State v. Gomez, 246 N.J. Super. 209, 217, 587 A.2d 272 (App.Div.1991).
In our view, the two Guzman statements constituted comments on separate subjects. The part adduced by defendant conveyed the fact that Guzman was a substantial drug dealer and that it was she who had bought and owned the cocaine. It was unrelated to defendant's knowledge vel non, and the part adduced by the State to the effect that defendant knew about the cocaine was therefore not relevant to what had been elicited by defendant.

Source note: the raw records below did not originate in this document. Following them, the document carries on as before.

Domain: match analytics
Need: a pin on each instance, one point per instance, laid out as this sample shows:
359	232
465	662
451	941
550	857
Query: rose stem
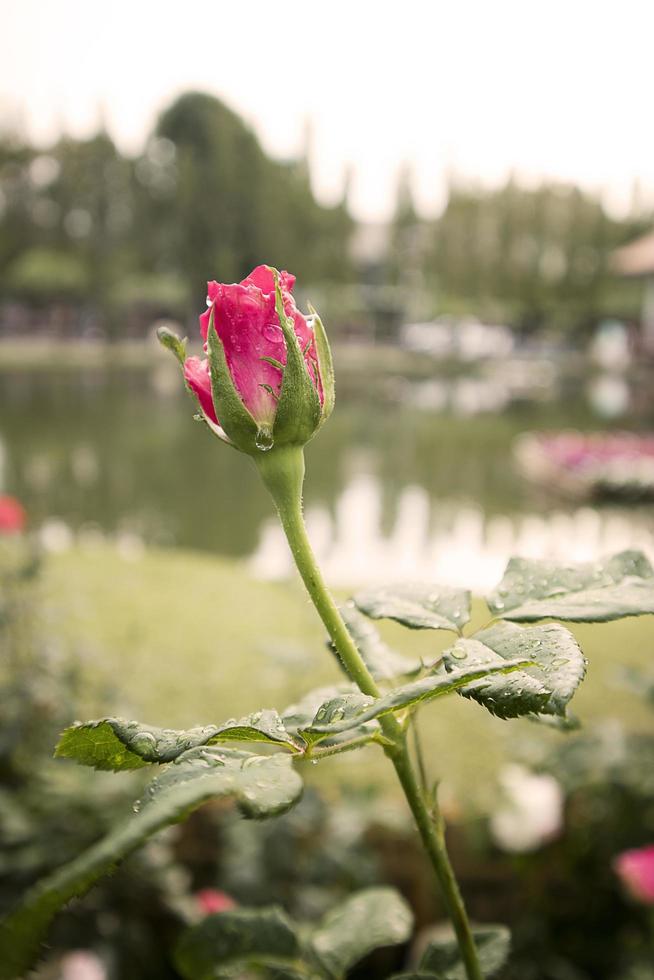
282	471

We observe that Guzman's inculpatory reference to defendant is objectionable for the further reason that it merely expresses the declarant's conclusion as to defendant's state of mind without providing any factual basis. "From . . . [non-expert witnesses], only facts perceived by the use of their senses, and not mere . . . conclusions based upon the facts supposedly within their knowledge, are adducible in evidence. . . ." Priest v. Poleshuck, 15 N.J. 557, 562, 105 A.2d 541 (1954).
Finally, although we do not rest our determination on this fact, we note that N.J.R.Evid. 63(10) expressly states that a declaration against interest "is not admissible against a defendant other than the declarant in a criminal prosecution."
Reversed and remanded for further proceedings consistent with this opinion.